Co-written by Neil Jordan and David Leland, Mona Lisa is a study of love and loyalty in the brutal and self-serving criminal underworld. Both Bob Hoskins and writer/director Jordan are to be commended for making George, basically a thug to hire with typically 1970s prejudices, such a sympathetic lead. Michael Caine's amoral gangster Denny Mortwell is the human embodiment of a clinically ruthless, money-obsessed '80s mentality. George, by contrast, seems a relic of the '70s, struggling and failing to assimilate.
The atmosphere of the film is bittersweet, with the hopelessness and brutality of the landscape set against the belief that a beautiful romance is about to blossom between our protagonist and his Mona Lisa, Simone (Cathy Tyson). We are subtly forewarned of tragedy in the words of Nat King Cole's melancholic 1950s standard of the same name, played throughout (often in George's car). Yet, we continue to be lulled into a sense of false hope (along with poor George), possibly because we are so used to watching formulaic films with happy endings.
In her first title role, Tyson was greeted with critical acclaim, winning an Apex Scroll and and a Golden Globe nomination. Bob Hoskins won the 1986 Best Actor Award from the Los Angeles Film Critics Association, the New York Film Critics, and the National Society of Film Critics as well as an Academy Award nomination for Best Actor. Robbie Coltrane is well cast as George's eccentric best mate and there are cameos from Joe Brown and Kenny Baker.

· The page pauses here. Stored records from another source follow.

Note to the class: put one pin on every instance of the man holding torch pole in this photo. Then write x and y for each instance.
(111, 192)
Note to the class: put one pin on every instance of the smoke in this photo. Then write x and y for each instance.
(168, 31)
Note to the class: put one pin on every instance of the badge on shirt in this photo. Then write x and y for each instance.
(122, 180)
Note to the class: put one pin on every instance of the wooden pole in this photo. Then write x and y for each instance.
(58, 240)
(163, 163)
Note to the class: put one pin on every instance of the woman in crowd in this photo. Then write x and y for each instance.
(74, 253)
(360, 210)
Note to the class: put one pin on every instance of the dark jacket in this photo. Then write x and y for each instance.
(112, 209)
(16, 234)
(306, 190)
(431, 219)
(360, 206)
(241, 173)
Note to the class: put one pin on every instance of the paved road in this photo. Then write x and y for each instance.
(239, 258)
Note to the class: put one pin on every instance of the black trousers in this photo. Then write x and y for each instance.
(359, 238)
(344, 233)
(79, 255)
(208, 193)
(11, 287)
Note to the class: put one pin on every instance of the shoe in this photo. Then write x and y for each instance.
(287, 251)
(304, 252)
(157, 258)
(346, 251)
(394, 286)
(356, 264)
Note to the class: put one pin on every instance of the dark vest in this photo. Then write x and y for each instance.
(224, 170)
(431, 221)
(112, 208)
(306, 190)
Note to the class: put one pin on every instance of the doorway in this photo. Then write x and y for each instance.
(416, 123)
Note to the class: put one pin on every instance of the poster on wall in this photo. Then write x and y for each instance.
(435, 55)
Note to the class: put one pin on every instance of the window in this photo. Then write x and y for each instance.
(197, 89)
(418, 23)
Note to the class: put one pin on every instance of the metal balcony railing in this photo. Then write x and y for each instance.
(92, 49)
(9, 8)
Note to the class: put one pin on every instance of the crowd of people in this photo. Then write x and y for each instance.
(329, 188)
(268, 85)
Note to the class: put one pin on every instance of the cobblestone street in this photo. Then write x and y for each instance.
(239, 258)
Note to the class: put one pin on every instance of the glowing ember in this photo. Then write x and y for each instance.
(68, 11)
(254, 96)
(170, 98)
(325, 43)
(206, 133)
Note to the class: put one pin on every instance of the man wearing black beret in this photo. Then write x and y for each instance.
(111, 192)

Beside today's gritty urban realism, Mona Lisa is fairly clean and upbeat. Minor details such as casting a 30-year-old Kate Hardy as the 15-year-old Cathy contribute, as does an admirable refusal to exploit the sexual content. Instead the film focuses on dissecting the relationship between George and Simone, constantly surprising us with revelation upon revelation and ultimately offering a rumination on a wide variety of love - real, imagined, romantic, sexual, and platonic.